Example of aggregating file with associated metadata

nick-youngblut commented 1 year ago

Currently, there is no example of aggregating files AND associated metadata. For instance, in many/most nf-core pipelines the process outputs are something like:

output:
tuple val(meta), path("file.txt")

...but what if one wants to then aggregate all of the file.txt outputs into one table AND include the meta metadata in that output table?

As far as I can tell from scouring the nextflow slack channel, one must "embed" the metadata in the file paths and then parse the file paths in the aggregation step. For example:

Per-file process:

output:
tuple val(meta), path("${meta}.txt")

Aggregation process:

input:
path("*")

script:
"""
[somehow parse {meta} from input file path] 
"""

Is there a better way, especially given the substantial limitations of trying to embed metadata into a file path (eg., dealing with multiple values and special characters in the metadata values)?

I'm sure a lot of pipeline developers would like a best-practices example of how to deal with this situation (without having to decipher how meta is dealt with in aggregation steps of nf-core pipelines).

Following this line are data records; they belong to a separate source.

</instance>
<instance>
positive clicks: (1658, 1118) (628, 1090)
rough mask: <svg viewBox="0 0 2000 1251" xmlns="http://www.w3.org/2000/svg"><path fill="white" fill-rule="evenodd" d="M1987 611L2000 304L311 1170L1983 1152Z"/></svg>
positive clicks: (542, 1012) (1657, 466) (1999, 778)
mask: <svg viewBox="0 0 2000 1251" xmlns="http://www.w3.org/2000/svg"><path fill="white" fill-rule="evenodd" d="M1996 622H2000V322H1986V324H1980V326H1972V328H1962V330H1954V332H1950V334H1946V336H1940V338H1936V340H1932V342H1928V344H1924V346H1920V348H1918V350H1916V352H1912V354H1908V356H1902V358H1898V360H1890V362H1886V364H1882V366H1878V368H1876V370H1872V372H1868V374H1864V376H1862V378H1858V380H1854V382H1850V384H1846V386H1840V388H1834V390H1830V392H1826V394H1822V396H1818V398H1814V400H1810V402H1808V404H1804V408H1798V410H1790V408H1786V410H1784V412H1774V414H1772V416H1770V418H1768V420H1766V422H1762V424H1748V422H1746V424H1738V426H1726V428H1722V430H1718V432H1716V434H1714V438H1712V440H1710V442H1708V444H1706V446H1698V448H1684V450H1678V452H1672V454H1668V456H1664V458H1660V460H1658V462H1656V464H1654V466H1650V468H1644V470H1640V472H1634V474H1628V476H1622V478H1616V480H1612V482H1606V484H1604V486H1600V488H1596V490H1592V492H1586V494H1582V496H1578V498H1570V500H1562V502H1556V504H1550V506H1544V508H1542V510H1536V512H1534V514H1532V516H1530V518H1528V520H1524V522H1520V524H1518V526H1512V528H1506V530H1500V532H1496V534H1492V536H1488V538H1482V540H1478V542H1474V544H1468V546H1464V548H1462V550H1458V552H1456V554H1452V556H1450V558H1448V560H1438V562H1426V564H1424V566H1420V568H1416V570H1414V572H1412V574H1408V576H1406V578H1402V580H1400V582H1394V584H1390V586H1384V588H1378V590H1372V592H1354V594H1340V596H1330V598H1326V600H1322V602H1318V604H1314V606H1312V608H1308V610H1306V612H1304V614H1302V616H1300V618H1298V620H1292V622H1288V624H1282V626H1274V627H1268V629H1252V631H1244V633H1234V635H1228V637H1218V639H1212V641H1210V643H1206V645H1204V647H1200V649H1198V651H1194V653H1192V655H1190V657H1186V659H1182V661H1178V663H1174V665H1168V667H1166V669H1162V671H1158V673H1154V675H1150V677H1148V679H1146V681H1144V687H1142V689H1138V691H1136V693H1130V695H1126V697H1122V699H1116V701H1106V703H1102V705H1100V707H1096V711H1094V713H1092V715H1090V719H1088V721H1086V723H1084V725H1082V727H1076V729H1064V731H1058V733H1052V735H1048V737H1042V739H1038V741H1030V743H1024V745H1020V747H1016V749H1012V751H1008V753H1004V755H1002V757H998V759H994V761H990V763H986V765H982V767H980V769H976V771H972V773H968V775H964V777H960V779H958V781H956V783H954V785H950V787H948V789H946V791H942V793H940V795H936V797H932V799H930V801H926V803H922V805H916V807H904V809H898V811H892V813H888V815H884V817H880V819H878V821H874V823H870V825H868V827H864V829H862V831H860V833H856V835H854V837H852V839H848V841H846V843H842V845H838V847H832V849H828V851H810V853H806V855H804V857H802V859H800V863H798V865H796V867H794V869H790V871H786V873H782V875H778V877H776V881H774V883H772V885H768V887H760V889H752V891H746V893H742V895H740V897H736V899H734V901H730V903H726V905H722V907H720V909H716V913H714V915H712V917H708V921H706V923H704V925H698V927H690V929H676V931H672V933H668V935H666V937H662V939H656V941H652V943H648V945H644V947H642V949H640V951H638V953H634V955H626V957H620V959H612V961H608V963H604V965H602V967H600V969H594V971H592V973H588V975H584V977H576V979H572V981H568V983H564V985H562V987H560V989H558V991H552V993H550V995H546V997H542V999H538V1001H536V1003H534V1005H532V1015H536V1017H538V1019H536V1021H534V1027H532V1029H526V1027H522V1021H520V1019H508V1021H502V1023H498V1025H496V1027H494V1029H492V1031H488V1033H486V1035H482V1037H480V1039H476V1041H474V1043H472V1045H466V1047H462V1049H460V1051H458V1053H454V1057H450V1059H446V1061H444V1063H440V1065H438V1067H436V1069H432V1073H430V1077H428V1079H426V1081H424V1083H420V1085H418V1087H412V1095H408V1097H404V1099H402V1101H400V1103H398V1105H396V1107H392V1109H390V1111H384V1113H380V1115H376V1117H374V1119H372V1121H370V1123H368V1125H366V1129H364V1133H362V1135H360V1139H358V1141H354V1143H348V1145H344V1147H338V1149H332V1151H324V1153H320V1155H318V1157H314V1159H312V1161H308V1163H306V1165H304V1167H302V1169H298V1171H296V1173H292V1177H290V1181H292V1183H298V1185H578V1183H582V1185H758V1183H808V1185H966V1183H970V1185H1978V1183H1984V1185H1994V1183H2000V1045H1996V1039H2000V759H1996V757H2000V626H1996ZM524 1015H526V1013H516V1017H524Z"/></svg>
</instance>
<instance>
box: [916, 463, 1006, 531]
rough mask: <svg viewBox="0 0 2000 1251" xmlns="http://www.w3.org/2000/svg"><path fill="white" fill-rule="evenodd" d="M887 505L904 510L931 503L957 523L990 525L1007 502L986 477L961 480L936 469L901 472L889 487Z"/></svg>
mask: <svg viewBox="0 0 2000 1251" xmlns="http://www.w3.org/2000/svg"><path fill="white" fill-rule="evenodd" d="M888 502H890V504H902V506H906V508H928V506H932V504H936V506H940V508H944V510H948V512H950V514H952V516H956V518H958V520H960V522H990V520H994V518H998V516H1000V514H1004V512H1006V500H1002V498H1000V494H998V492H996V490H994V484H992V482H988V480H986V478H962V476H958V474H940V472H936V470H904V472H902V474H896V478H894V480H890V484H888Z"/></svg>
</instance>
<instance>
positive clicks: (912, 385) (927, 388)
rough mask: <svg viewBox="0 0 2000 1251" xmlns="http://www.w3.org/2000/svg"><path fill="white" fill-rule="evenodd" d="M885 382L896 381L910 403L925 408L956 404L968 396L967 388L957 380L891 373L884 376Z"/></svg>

nick-youngblut commented 1 year ago

As another example, what is the best practice for aggregating multiple sets of files. For example:

per-file job:

input:
tuple val(sample_id), path("file.txt")

output:
path "${sample_id}_output1.txt", emit: output1
path "${sample_id}_output2.txt", emit: output2

For one output channel, one could just do the following:

process SUMMARY{
  input:
  path ("*")

  output:
  path "summary.txt"

  script:
  """
  [somehow get {sample_id} from the file path, and then aggregate the files, while including {sample_id}]
  """

...but for multiple output channels, the following doesn't work:

process SUMMARY{
  input:
  path ("*")
  path ("*"

  output:
  path "summary.txt"

  script:
  """
  # for output1:
  [somehow get {sample_id} from the file path, and then aggregate the files, while including {sample_id}]
  # for output2:
  [somehow get {sample_id} from the file path, and then aggregate the files, while including {sample_id}]
  """

Must one create a SUMMARY process for each set of files (each path channel) emitted from the per-file process (e.g., process SUMMARY_OUTPUT1 and process SUMMARY_OUTPUT2), or is there a better, more scalable & maintainable approach?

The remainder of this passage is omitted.